Could a new NAFTA really promote better enforcement of environmental laws?

By Supriya Tandan September 19, 201819 September 2018

Could a new NAFTA really promote better enforcement of environmental laws?


As NAFTA negotiations have moved from deadline to deadline, the Canadian government has so far maintained its position that wants to include environment and climate provisions in an updated trade deal.

The question is they could ever be meaningfully enforced.

Both Canada and the U.S. agree that provisions on the environment should be addressed in the main body of the new trade deal, instead of in a side accord as they currently are. As things stand today, the Commission for Environmental Cooperation (CEC), created under the North American Agreement on Environmental Cooperation (NAAEC), handles environmental issues raised under NAFTA. It receives complaints from the public where they suspect a lack of environmental law enforcement.

The CEC's powers are mostly limited to fact-finding. It can publish a factual record documenting the alleged violation, effectively naming and shaming governments into doing the right thing. But it does not have the power to hand out sanctions or even give recommendations. This method of handling environmental complaints, known as the Submissions on Enforcement Matters process, is a unique feature of NAFTA. It is not replicated in more modern trade agreements such as the defunct Trans-Pacific Partnership (TPP) or the Canada-European Union (EU) Comprehensive Economic and Trade Agreement (CETA). However, the process is not without its fans. Armand De Mestral and Markus Gehring, both fellows with the CIGI's International Law Research Program argue that it would be a mistake to entirely do away with it:

The Submission on Enforcement Matters process remains one of the most accessible international environmental processes that exist today. NAFTA renegotiation should envision improvements to the environmental provisions already which are likely to be included. For example, it might be desirable to constrain the Council's powers not to authorize preparation of factual records and publication of them by requiring a negative consensus, in which all three Ministers must decide together. Ensuring that factual records are prepared and made public unless there is a negative consensus of the Council would make more valuable information about the North American environment publicly available, as well as encouraging more positive environmental action by each state.
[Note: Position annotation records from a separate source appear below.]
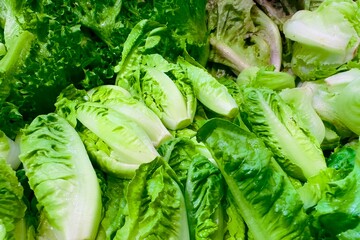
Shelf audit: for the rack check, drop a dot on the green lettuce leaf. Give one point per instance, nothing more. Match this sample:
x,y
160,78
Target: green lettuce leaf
x,y
156,205
204,191
115,207
12,207
120,100
241,35
325,38
271,119
264,196
57,165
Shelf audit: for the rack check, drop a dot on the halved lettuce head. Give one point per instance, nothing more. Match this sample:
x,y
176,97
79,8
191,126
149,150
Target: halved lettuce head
x,y
262,192
156,205
294,146
325,39
63,179
9,150
12,207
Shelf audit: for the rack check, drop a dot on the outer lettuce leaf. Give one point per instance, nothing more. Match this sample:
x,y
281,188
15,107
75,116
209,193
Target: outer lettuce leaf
x,y
337,213
115,207
340,163
106,158
210,92
156,205
241,35
145,37
325,38
12,207
294,147
179,153
129,141
264,196
204,192
168,92
9,150
301,100
67,102
265,77
235,225
187,22
330,97
57,165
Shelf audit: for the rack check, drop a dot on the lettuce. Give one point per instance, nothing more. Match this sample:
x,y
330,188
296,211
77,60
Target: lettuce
x,y
57,165
271,119
156,205
325,38
12,207
262,192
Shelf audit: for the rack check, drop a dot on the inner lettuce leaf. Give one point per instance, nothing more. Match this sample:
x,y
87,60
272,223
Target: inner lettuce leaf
x,y
115,207
119,99
294,147
204,192
241,35
262,192
325,39
12,207
57,165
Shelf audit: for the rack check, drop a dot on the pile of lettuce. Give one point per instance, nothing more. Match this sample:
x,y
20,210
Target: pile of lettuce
x,y
179,119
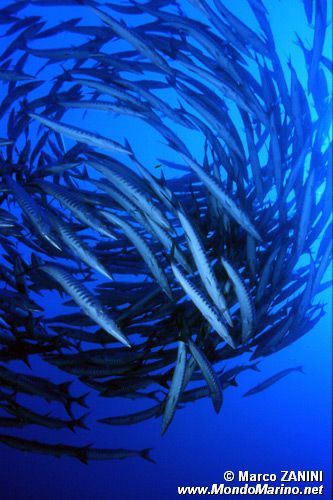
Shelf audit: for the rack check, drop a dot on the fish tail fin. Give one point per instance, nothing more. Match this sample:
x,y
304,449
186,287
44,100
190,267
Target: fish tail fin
x,y
64,386
145,453
163,380
80,422
233,382
81,400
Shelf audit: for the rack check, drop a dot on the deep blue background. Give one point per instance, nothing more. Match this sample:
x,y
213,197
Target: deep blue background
x,y
286,427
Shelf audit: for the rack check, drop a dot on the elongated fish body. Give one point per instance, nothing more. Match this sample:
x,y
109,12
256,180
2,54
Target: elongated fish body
x,y
206,272
31,417
204,306
78,248
86,301
176,387
227,203
244,299
80,135
133,418
272,380
133,193
73,202
210,376
102,106
33,211
143,250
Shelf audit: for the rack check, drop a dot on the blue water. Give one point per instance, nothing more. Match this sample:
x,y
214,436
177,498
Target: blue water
x,y
287,427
Hugh Benavides, the former legal officer at the Commission for Environmental Cooperation also offers a series of recommendations on how to improve the process:

A new process should provide for complaints, not only about enforcement but about backsliding as well, to be filed with a body that is at arm's length from governments and staffed by competent experts. Other recommended improvements include allowing a factual record to proceed when just one party to the agreement, rather than a majority, recommends it (this is a feature of the US-Central America and US-Dominican Republic trade agreements, for example), and allowing the expert body to draw conclusions and make recommendations, rather than limiting its reports to facts.

It is possible that these types of recommendations could still make their way into an updated chapter on the investor-state dispute settlement provisions, found in NAFTA’s Chapter 11. Chapter 11 remains one of the more controversial aspects of NAFTA, as it allows companies to sue NAFTA’s parties for unfair treatment, which the U.S. tends to view as infringing on its sovereignty. Its terms were watered down in the U.S.’ bilateral agreement with Mexico, struck last month. Even in the scenario that Canadian Foreign Affairs Minister Chrystia Freeland does succeed in retaining investor-state dispute, trade specialists are doubtful that even these updated provisions would be effective, given today’s political climate. Dan Ciuriak, a Fellow-in-Residence with the C.D. Howe Institute writes that Canada’s progressive trade agenda, conceived to counter the rise of anti-globalization populism:

A not insignificant problem in transposing such measures into the NAFTA is the Trump Administration’s overt hostility to the US Environmental Protection Agency (EPA) and its past policies. While the administration has been constrained by Congress in implementing radical cuts to the EPA budget (Meyer 2018), it would be an open sham to sign onto NAFTA measures that purport to prevent use of weak or non-enforced environmental standards for trade advantage while the Trump Administration tables budget proposals that would have just that effect.

As for enforceability:

In the NAFTA negotiation, Canada’s PTA faces what can only be described as hurricane-level headwinds. Raising the status of the existing side agreements on labour and the environment by including them in the main text of a revised NAFTA and making them enforceable through trade sanctions would be consistent with what the NAFTA parties agreed to in the original TPP. However, these measures would have little, if any, practical impact on Canada in terms of addressing the distributional and labour market concerns that motivate the PTA, as they would not affect either Canadian or American laws or regulations, nor materially change wage differentials between Canada and Mexico.  Moreover it would be problematic for Canada to sign an agreement purporting to be progressive in these areas with an American administration that does not obviously identify with these views.